/SPVec-SGCN-CPI

Primary LanguageJupyter Notebook

SPVec-SGCN-CPI

An end-to-end method for compound-protein interaction based on simplified homogeneous graph convolutional network and pre-trained language model

The identification of interactions among chemical compounds and proteins is crucial for various applications, including drug discovery, target identification, network pharmacology, and elucidation of protein functions.

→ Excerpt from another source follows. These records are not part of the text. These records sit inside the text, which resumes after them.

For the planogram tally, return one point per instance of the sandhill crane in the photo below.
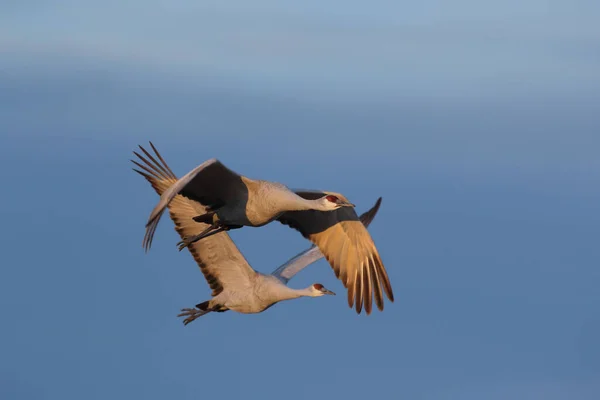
(227, 200)
(236, 286)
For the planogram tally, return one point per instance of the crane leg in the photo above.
(192, 314)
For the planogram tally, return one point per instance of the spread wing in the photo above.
(209, 184)
(296, 264)
(349, 249)
(219, 259)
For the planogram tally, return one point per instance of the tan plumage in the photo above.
(349, 249)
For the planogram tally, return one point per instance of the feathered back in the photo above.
(218, 257)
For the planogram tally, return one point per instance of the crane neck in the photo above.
(289, 293)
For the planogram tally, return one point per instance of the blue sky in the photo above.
(477, 122)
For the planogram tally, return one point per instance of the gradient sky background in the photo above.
(478, 123)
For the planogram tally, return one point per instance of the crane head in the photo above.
(334, 202)
(319, 290)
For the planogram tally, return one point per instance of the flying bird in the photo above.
(236, 286)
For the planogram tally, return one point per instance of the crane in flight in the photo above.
(235, 285)
(221, 199)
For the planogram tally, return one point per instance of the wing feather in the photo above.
(219, 259)
(347, 246)
(209, 183)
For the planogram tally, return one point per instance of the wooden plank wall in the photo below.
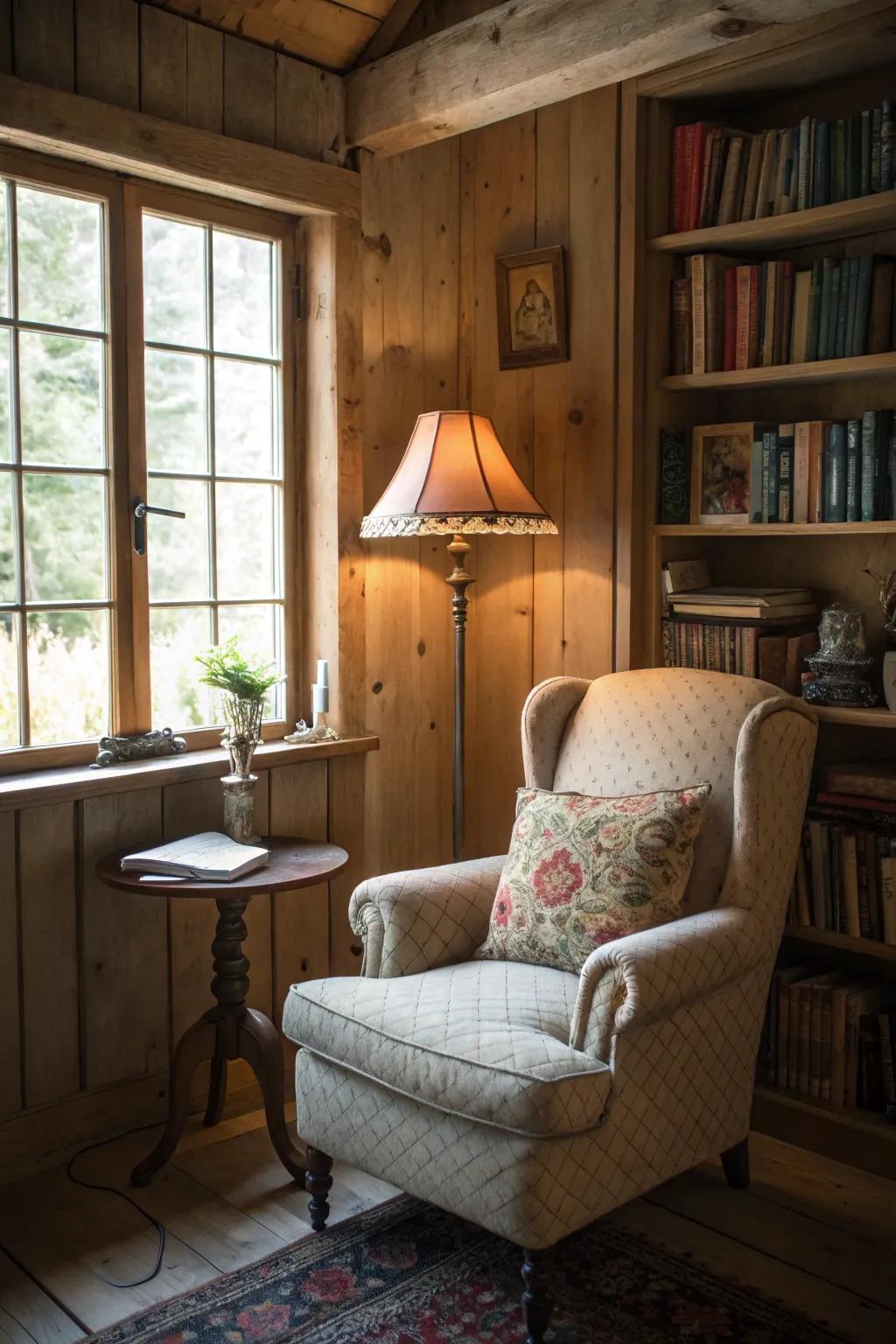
(135, 55)
(434, 220)
(97, 985)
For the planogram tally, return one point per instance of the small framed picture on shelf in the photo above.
(720, 471)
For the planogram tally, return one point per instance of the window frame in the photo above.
(124, 200)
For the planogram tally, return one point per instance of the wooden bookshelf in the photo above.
(754, 90)
(823, 223)
(786, 375)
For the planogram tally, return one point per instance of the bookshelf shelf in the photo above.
(884, 527)
(880, 718)
(823, 223)
(841, 941)
(786, 375)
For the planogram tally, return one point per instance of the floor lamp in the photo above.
(454, 479)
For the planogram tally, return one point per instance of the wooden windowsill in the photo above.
(37, 787)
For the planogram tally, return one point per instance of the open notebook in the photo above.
(210, 857)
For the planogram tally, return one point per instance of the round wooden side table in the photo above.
(231, 1030)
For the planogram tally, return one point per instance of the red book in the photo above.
(679, 178)
(731, 318)
(695, 171)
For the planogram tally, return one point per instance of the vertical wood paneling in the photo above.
(45, 42)
(163, 65)
(248, 92)
(108, 52)
(205, 78)
(125, 955)
(47, 867)
(10, 1045)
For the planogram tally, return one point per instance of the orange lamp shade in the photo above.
(456, 478)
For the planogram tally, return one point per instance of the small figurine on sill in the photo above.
(318, 730)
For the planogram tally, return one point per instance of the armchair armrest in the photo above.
(424, 918)
(647, 976)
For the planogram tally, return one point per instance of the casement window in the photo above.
(145, 365)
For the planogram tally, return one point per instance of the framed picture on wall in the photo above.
(532, 318)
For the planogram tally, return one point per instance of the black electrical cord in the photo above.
(113, 1190)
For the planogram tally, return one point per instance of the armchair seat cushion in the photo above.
(486, 1040)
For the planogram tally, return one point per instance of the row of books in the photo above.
(720, 175)
(825, 471)
(830, 1035)
(846, 867)
(728, 315)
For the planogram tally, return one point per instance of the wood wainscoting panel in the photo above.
(125, 948)
(10, 1037)
(49, 940)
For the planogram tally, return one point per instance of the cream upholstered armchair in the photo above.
(532, 1100)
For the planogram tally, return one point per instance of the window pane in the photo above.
(245, 420)
(246, 538)
(62, 402)
(173, 281)
(5, 424)
(176, 636)
(178, 547)
(67, 675)
(10, 735)
(7, 538)
(176, 414)
(4, 252)
(60, 260)
(260, 634)
(242, 270)
(65, 529)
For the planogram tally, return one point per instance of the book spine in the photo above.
(801, 473)
(699, 313)
(836, 474)
(855, 471)
(730, 318)
(682, 339)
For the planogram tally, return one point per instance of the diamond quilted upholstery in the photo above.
(676, 1011)
(484, 1040)
(664, 729)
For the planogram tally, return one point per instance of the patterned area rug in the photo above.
(406, 1273)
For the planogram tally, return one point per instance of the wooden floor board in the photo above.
(810, 1233)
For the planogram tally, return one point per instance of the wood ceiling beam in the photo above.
(92, 132)
(526, 54)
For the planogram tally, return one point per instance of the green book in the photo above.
(838, 160)
(770, 476)
(823, 318)
(853, 471)
(873, 469)
(815, 313)
(864, 278)
(836, 473)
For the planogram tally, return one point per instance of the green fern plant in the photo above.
(228, 671)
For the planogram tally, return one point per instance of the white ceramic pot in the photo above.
(890, 679)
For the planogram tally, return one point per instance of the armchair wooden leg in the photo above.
(318, 1183)
(536, 1298)
(735, 1163)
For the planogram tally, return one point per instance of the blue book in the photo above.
(770, 476)
(864, 280)
(836, 474)
(821, 165)
(853, 471)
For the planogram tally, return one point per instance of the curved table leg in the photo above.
(216, 1092)
(260, 1046)
(195, 1046)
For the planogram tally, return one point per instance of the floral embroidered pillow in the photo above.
(584, 872)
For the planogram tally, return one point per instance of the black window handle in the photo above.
(141, 508)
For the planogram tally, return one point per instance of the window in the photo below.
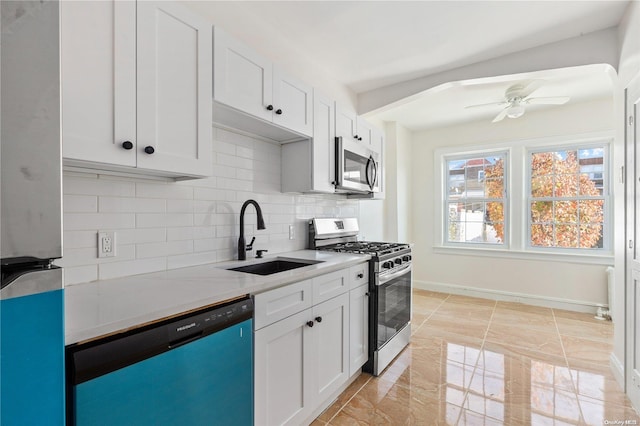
(476, 199)
(567, 198)
(524, 199)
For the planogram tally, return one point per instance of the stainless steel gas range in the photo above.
(389, 286)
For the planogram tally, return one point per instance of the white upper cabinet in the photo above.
(242, 79)
(246, 81)
(346, 122)
(136, 88)
(292, 103)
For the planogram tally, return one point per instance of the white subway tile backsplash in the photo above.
(131, 267)
(93, 185)
(182, 261)
(166, 190)
(80, 203)
(163, 249)
(164, 225)
(140, 235)
(79, 239)
(96, 221)
(80, 274)
(154, 220)
(131, 205)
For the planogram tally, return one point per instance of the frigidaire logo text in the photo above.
(186, 327)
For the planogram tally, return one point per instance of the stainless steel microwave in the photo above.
(357, 167)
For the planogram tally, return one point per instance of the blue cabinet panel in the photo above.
(212, 376)
(32, 360)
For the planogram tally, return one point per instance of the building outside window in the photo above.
(526, 197)
(567, 198)
(475, 199)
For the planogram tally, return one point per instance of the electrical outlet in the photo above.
(106, 244)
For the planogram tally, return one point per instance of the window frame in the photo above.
(606, 196)
(517, 214)
(504, 153)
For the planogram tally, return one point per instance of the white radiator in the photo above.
(607, 313)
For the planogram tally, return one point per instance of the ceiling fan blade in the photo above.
(501, 115)
(489, 104)
(552, 100)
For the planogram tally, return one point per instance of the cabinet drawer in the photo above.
(359, 275)
(282, 302)
(330, 285)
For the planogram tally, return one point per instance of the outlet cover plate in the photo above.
(106, 244)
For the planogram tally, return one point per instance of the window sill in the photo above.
(605, 259)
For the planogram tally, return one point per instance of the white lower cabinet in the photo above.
(303, 360)
(358, 327)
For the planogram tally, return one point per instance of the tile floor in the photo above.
(480, 362)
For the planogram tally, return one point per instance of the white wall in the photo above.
(398, 211)
(629, 37)
(164, 225)
(551, 280)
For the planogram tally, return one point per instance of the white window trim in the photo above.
(444, 207)
(516, 235)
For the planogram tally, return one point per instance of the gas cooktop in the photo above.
(366, 247)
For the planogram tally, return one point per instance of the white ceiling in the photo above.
(367, 45)
(371, 44)
(446, 105)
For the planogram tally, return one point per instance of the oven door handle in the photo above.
(386, 278)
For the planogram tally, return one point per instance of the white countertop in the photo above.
(103, 307)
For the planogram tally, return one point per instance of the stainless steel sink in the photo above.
(274, 266)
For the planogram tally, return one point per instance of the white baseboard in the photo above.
(530, 299)
(617, 368)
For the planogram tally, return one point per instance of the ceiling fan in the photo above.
(517, 96)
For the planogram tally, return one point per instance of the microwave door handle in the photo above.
(371, 180)
(375, 173)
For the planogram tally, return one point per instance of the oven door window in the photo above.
(394, 307)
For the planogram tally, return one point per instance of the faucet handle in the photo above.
(250, 245)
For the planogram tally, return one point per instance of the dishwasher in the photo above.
(194, 369)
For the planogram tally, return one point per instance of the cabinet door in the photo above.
(323, 143)
(358, 327)
(330, 347)
(359, 275)
(173, 89)
(242, 79)
(292, 103)
(98, 88)
(346, 122)
(330, 285)
(282, 357)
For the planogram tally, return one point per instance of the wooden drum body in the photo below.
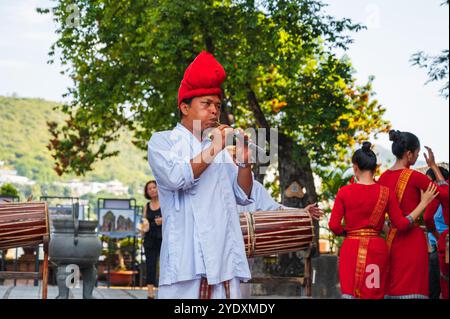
(23, 224)
(274, 232)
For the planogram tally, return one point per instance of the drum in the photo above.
(23, 224)
(274, 232)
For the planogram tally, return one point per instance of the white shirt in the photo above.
(201, 229)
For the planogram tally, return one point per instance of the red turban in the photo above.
(204, 76)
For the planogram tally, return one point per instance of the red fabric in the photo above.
(377, 254)
(204, 76)
(355, 204)
(408, 269)
(442, 265)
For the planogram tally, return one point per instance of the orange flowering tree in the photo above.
(126, 60)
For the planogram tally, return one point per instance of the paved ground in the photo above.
(31, 292)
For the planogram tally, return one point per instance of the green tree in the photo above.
(8, 190)
(127, 58)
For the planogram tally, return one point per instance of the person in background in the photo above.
(363, 260)
(153, 234)
(439, 222)
(408, 250)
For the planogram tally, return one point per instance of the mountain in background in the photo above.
(23, 147)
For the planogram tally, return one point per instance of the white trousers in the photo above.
(190, 289)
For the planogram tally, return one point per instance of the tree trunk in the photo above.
(294, 166)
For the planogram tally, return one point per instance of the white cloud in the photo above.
(16, 64)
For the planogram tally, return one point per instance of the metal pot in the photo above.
(74, 242)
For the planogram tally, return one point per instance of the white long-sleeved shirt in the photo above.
(201, 229)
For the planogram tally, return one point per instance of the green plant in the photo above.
(8, 190)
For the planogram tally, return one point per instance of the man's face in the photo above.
(203, 108)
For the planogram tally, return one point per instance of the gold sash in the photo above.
(399, 192)
(364, 236)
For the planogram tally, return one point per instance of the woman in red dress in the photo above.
(408, 250)
(363, 257)
(437, 175)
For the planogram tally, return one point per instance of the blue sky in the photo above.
(396, 30)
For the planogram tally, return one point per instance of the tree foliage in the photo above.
(436, 65)
(127, 58)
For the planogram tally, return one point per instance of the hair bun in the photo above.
(366, 147)
(394, 135)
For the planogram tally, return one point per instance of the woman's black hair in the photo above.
(403, 142)
(146, 195)
(444, 173)
(365, 158)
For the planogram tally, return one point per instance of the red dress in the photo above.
(408, 257)
(442, 242)
(363, 260)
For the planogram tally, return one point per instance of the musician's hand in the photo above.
(315, 212)
(243, 152)
(220, 135)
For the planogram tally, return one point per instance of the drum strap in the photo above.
(364, 238)
(399, 192)
(206, 290)
(251, 234)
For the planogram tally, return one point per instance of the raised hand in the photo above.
(430, 194)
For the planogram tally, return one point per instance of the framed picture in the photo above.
(60, 211)
(8, 199)
(117, 223)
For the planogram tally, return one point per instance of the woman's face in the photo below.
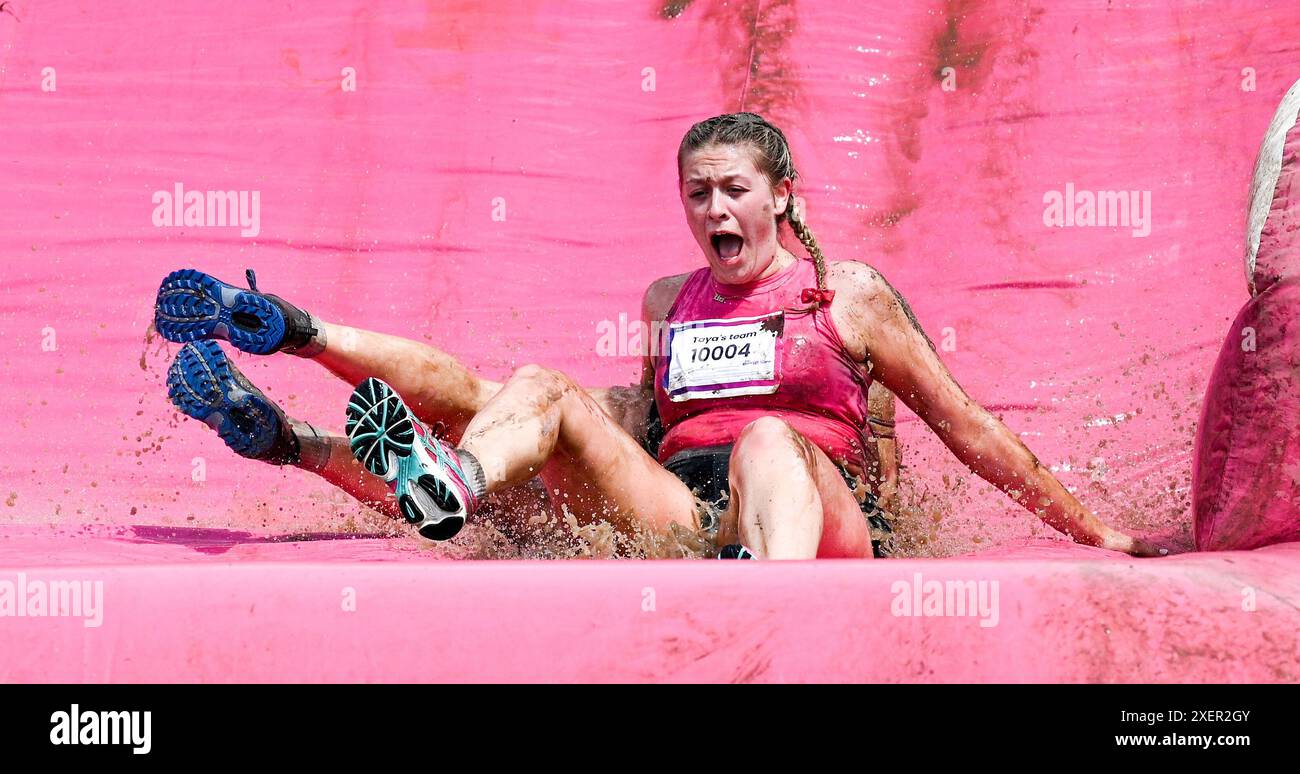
(732, 211)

Deep neural network-based approaches are becoming increasingly vital in accurately, efficiently and rapidly identifying compound-protein interactions (CPIs) with high-throughput capabilities, supplement to replacing traditional labor-intensive, time-consuming and expensive experimental techniques. We present an innovative end-to-end approach termed SPVec-SGCN-CPI. This method utilized simplified GCN model with low-dimensional and continuous features generated from the SPVec model and graph topology information to predict compound-protein interactions. The SGCN technique, dividing the local neighborhood aggregation and nonlinearity layer-wise propagation steps, effectively aggregates K-order neighbor information while avoiding neighbor explosion and expediting training. The performance of the SPVec-SGCN-CPI method was assessed across three databases and compared against four Machine learning and deep learning methods, as well as four state-of-art methods. Classification results revealed that SPVec-SGCN-CPI outperformed all these methods, particularly excelling in unbalanced data scenarios.